Reputation: 135
I am facing an issue in creating a histogram in Scala. I have used histogram
on an RDD.
For example:
val eg = sc.parallelize(Seq(1,1,1,1,1,1,1,1,1,1))
eg.histogram(5)
gives the output as:
(Array[Double], Array[Long]) = (Array(1.0, 1.0),Array(10))
I expect the output to be like:
(Array[Double], Array[Long]) = (Array(1.0, 1.2, 1.4, 1.6, 1.8, 2.0),Array(10, 0, 0, 0, 0))
, but the function does not return the correct splits when the sequence is of same value.
Upvotes: 3
Views: 2457
Reputation: 10406
As mentioned in the scaladoc of the RDD API, if the elements of the RDD do not vary (as in your case) there is going to be only one bucket, which is what you experience.

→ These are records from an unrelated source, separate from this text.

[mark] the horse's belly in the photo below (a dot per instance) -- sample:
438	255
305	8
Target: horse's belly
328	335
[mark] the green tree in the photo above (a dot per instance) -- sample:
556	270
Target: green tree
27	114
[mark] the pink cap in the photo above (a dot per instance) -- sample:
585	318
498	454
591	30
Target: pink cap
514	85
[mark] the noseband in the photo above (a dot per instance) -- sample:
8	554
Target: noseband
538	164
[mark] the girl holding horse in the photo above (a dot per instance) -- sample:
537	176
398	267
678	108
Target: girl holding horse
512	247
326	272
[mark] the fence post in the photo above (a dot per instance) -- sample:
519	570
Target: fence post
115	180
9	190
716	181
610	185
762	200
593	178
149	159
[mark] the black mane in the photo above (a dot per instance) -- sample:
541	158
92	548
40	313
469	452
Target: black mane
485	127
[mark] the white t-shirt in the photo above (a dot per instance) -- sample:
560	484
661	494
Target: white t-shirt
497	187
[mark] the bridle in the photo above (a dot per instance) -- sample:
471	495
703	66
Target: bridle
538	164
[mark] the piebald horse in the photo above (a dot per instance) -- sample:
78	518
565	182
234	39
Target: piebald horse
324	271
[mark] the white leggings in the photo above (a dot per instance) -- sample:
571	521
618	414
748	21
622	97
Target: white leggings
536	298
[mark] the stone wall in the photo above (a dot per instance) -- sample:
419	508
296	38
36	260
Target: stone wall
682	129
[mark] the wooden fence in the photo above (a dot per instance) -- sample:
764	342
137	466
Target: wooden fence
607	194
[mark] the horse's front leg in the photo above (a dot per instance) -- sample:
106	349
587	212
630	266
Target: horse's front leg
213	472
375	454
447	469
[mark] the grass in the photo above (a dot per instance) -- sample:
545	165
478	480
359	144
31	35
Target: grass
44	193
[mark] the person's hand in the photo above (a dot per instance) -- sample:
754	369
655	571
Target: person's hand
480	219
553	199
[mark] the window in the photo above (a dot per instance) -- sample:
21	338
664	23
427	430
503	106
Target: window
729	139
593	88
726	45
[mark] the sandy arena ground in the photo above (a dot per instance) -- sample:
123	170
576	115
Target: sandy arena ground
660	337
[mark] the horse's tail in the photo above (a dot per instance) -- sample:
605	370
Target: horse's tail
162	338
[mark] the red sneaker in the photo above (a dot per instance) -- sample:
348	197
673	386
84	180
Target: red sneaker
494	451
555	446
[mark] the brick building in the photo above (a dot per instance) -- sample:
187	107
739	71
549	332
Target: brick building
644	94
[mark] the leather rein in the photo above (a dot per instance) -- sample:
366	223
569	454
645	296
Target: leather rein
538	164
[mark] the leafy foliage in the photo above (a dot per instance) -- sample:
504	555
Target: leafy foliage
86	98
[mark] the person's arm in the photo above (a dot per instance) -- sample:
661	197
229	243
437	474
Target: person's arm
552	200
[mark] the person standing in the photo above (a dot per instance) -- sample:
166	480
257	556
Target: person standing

def histogram(bucketCount: Int): (Array[Double], Array[Long])
Compute a histogram of the data using bucketCount number of buckets evenly spaced between the minimum and maximum of the RDD. [...] If the elements in RDD do not vary (max == min) always returns a single bucket.
It works as you expect if I add a 2 in your sequence (so that min=1
and max=2
)
sc.parallelize((0 until 10).map(_ => 1) :+ 2).histogram(5)
res75: (Array[Double], Array[Long]) = (Array(1.0, 1.2, 1.4, 1.6, 1.8, 2.0),Array(10, 0, 0, 0, 1))
You could also use this signature of the histogram
method if you want to define the buckets yourself:
def histogram(buckets: Array[Double], evenBuckets: Boolean = false): Array[Long]
Upvotes: 3
Reputation: 22625
Instead of passing a number of buckets, you can explicitly pass buckets(splits) as an array:
eg.histogram(Array(1.0, 1.2, 1.4, 1.6, 1.8, 2.0))
The only difference is that you will just receive an array of longs back instead of tuple. If you want to get the same result as before, you'd need to create tuple yourself:
val buckets = Array(1.0, 1.2, 1.4, 1.6, 1.8, 2.0)
val histogram = eg.histogram(buckets)
val result = (buckets, histogram) //(Array[Double], Array[Long])
Upvotes: 1